Diante disso, é nítido como por milhares de anos os homens monopolizaram a construção e a aquisição do conhecimento, ocupando os cursos de direito. Do mesmo modo, no Judiciário, que é reflexo da sociedade conservadora, visto que foi historicamente criado, desenvolvido e aplicado majoritariamente pela figura masculina. Logo, o poder fica predominantemente nas mãos de homens brancos de classes privilegiadas. Em outros países há diversos estudos acerca de problemáticas relacionadas ao preconceito contra as mulheres em avaliações profissionais, bem como no setor acadêmico, na relação de advogadas com o Judiciário e em seu processo de seleção por escritórios de advocacia. Exemplo disso, dentro do sistema jurídico norte-americano, é retratado por inúmeras mulheres, principalmente as que alcançaram altos cargos, vencendo as barreiras impostas pela sociedade, a primeira-ministra da Suprema Corte norte-americana, Sandra O’Connor, formada pela Universidade de Stanford, em 1952, foi recusada por mais de 40 escritórios de advocacia, nos quais sequer conseguiu ser entrevistada. Além desse caso, toma-se como exemplo também, o da ministra Sonia Sotomayor, da referida Corte, que, em um jantar de recrutamento de um escritório de advocacia, a disseram que somente havia sido aceita pela Faculdade de Direito de Yale porque se beneficiou da ação afirmativa, entretanto ela é graduada pela Universidade de Princeton summa cum laude.

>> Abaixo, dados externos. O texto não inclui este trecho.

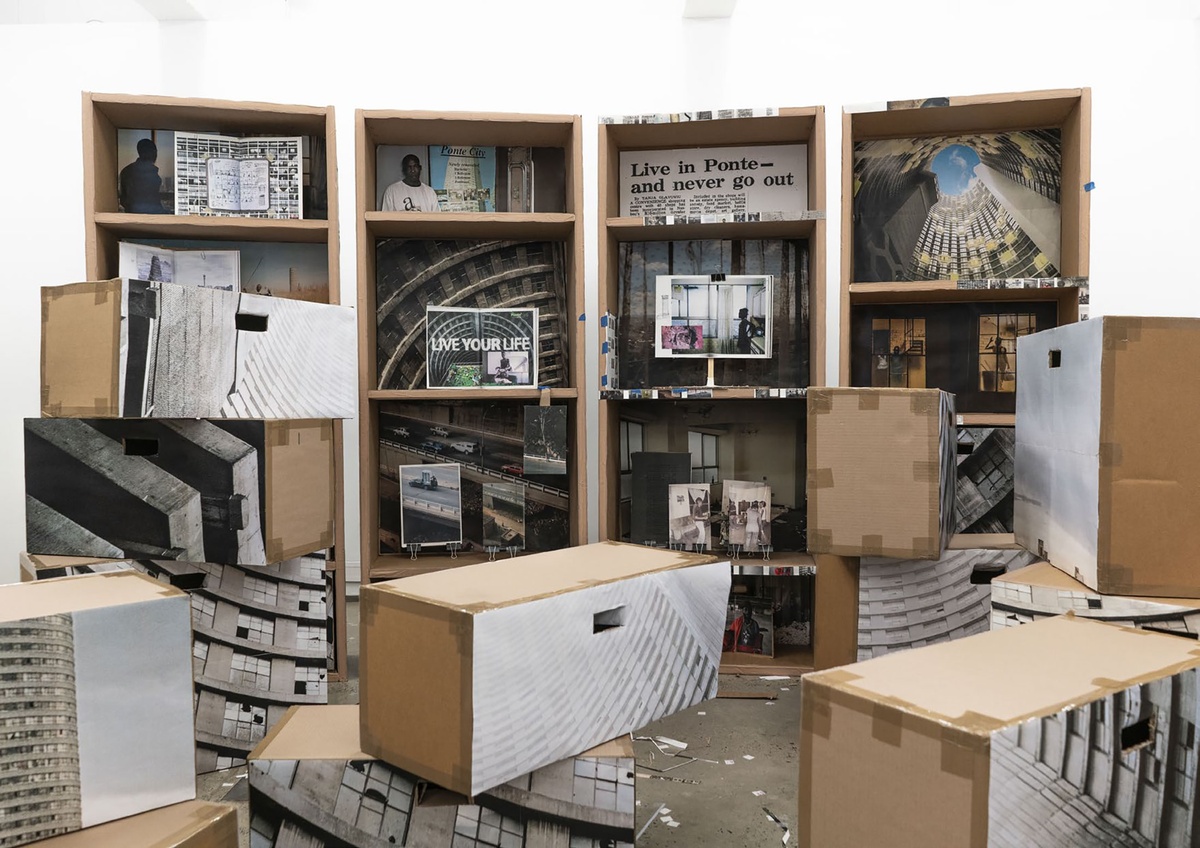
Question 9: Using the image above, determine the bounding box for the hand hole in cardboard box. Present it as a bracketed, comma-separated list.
[1048, 349, 1062, 368]
[594, 606, 626, 634]
[236, 312, 269, 332]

Em relação à sociedade brasileira há diversas pesquisas acerca do ingresso de mulheres nos cargos jurídicos, de modo que o CNJ realizou um balanceamento do percentual de aprovados nos concursos por sexo e ano do concurso, no qual se destaca que em 2014 na Justiça Estadual, em que o número de inscritos foi mais baixo do que o habitual e o quantitativo de vagas também foi maior que o habitual, gerando percentual de aprovação de mulheres bastante alto, de 33%, sendo superior, inclusive ao de homens, que atingiu 25%. Entretanto, o levantamento de dados demonstra que a Justiça Federal possui percentuais constantemente baixos de aprovação entre mulheres, além de não apresentar avanços nos índices de aprovação, mesmo com uma elevada participação feminina nas comissões ou nas bancas.

Atualmente, tanto o Supremo Tribunal Federal como o Superior Tribunal de Justiça são presididos por mulheres, apesar de tamanha conquista, a representatividade feminina ocupando essa área ainda é minúscula, visto que 82% dos ministros de ambas as Cortes são do sexo masculino, além disso, nota-se que não houve avanços no acesso a tais cargos desde 1999, com a posse da primeira mulher no STJ e em 2000 no STF. Assim como, dos 33 ministros do STJ, apenas seis são mulheres e, desde 2013, nenhuma ingressou no Tribunal, já quanto aos homens é diferente, de modo que sete novos ministros tomaram posse nos últimos cinco anos. Enquanto no STF a proporção de mulheres é estável desde 2006, o que demonstra uma grande desigualdade, o que ocorre também nos tribunais de segunda instância com base no Censo realizado pelo Poder Judiciário em relação ao total de magistrados, 64,1% são do sexo masculino.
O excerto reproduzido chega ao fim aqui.